ZFP36L2 regulates myocardial ischemia/reperfusion injury and attenuates mitochondrial fusion and fission by LncRNA PVT1

Abstract

AbstractAmong several leading cardiovascular disorders, ischemia–reperfusion (I/R) injury causes severe manifestations including acute heart failure and systemic dysfunction. Recently, there has been increasing evidence suggesting that alterations in mitochondrial morphology and dysfunction also play an important role in the prognosis of cardiac disorders. Long non-coding RNAs (lncRNAs) form major regulatory networks altering gene transcription and translation. While the role of lncRNAs has been extensively studied in cancer and tumor biology, their implications on mitochondrial morphology and functions remain to be elucidated.
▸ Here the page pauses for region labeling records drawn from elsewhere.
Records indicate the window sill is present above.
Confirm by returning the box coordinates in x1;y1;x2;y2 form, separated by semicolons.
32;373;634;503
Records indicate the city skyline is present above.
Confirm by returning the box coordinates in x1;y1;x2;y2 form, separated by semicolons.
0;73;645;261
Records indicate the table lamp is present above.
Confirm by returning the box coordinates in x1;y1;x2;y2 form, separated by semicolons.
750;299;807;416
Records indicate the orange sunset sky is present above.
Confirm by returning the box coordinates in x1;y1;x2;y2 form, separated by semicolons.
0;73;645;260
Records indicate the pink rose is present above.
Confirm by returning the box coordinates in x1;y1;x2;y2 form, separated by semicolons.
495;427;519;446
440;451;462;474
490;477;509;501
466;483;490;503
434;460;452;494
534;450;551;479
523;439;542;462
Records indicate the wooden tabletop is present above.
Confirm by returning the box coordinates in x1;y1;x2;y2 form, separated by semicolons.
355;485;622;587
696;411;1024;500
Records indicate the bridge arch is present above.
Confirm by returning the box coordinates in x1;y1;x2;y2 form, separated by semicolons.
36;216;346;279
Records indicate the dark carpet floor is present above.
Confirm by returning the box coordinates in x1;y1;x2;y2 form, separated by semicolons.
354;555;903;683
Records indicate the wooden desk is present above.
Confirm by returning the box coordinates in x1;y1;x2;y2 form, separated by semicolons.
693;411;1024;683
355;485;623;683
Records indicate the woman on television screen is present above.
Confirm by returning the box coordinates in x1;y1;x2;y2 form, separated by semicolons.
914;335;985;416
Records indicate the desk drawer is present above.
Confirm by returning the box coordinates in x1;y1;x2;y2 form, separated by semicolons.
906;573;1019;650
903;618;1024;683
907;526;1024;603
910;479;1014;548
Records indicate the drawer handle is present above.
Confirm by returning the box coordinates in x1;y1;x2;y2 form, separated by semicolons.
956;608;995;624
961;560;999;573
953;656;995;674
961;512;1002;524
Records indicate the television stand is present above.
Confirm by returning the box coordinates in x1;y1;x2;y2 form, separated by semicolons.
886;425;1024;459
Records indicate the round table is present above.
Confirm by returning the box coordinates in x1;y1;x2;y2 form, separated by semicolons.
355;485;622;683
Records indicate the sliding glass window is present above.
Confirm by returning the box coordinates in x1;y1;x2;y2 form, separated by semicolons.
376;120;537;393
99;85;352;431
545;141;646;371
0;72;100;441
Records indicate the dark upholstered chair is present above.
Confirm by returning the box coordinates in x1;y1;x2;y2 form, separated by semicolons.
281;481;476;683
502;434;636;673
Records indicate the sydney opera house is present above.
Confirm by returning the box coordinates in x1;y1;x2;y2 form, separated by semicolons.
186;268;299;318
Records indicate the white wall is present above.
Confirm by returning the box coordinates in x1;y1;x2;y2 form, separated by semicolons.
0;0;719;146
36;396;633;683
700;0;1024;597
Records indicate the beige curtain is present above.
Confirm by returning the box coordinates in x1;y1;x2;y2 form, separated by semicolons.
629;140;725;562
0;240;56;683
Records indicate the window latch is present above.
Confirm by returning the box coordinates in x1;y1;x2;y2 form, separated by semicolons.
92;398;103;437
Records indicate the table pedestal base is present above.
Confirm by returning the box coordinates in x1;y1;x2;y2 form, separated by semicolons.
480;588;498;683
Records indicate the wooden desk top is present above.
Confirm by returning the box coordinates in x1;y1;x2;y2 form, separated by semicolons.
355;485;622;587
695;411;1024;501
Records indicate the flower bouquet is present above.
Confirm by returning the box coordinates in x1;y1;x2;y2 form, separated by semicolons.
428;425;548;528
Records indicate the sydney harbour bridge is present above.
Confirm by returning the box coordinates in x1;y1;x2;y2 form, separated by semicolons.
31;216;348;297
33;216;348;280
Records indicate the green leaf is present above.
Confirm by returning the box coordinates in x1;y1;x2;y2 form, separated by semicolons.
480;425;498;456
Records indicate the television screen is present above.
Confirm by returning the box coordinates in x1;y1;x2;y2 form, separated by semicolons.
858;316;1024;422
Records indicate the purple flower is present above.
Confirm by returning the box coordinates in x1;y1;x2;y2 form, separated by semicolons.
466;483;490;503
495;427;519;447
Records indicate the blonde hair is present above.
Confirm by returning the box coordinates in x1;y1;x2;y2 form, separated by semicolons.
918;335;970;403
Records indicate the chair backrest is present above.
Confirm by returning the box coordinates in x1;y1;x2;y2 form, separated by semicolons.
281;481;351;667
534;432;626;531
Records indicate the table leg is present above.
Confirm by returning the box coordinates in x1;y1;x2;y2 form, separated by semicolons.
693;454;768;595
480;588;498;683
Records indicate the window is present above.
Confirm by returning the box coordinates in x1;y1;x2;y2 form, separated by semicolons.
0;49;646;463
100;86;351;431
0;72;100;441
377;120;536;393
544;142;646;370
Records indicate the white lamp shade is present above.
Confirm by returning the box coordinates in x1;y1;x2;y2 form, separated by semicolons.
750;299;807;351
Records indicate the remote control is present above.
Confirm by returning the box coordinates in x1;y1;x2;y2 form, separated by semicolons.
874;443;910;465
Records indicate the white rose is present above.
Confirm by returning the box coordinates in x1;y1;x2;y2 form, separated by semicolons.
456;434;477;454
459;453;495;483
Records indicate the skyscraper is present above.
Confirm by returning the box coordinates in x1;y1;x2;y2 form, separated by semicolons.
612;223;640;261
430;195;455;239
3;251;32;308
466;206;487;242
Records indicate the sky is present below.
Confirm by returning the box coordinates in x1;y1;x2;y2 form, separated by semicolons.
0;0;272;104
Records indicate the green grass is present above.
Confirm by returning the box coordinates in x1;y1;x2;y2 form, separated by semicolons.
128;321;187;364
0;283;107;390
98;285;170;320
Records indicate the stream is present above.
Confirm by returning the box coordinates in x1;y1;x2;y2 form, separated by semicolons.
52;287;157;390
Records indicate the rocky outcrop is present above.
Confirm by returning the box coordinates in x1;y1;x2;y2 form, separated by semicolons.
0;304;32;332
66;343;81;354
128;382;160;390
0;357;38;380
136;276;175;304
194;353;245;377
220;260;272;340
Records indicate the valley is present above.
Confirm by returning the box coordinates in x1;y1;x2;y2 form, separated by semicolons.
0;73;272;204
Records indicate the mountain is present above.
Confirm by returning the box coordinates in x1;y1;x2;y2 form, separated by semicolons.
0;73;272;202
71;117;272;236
In this study, the functional roles of Zinc finger protein 36-like 2 (ZFP36L2) and lncRNA PVT1 were determined in cardiomyocytes under hypoxia/reoxygenation (H/R) injury in vitro and myocardial I/R injury in vivo. Western blot and qRT-PCR analysis were used to assess the levels of ZFP36L2, mitochondrial fission and fusion markers in the myocardial tissues and cardiomyocytes. Cardiac function was determined by immunohistochemistry, H&E staining, and echocardiogram. Ultrastructural analysis of mitochondrial fission was performed using transmission electron microscopy. The mechanistic model consisting of PVT1 with ZFP36L2 and microRNA miR-21-5p with E3 ubiquitin ligase MARCH5 was assessed by subcellular fraction, RNA pull down, FISH, and luciferase reporter assays. These results identified a novel regulatory axis involving PVT1, miR-21-5p, and MARCH5 that alters mitochondrial morphology and function during myocardial I/R injury. Using an in vivo I/R injury mouse model and in vitro cardiomyocytes H/R model, we demonstrated that ZFP36L2 directly associates with PVT1 and alters mitochondrial fission and fusion. PVT1 also interactes with miR-21-5p and suppresses its expression and activity. Furthermore, we identified MARCH5 as a modifier of miR-21-5p, and its effect on mitochondrial fission and fusion are directly proportional to PVT1 expression during H/R injury. Our findings show that manipulation of PVT1-miR-21-5p-MARCH5-mediated mitochondrial fission and fusion via ZFP36L2 may be a novel therapeutic approach to regulate myocardial I/R injury.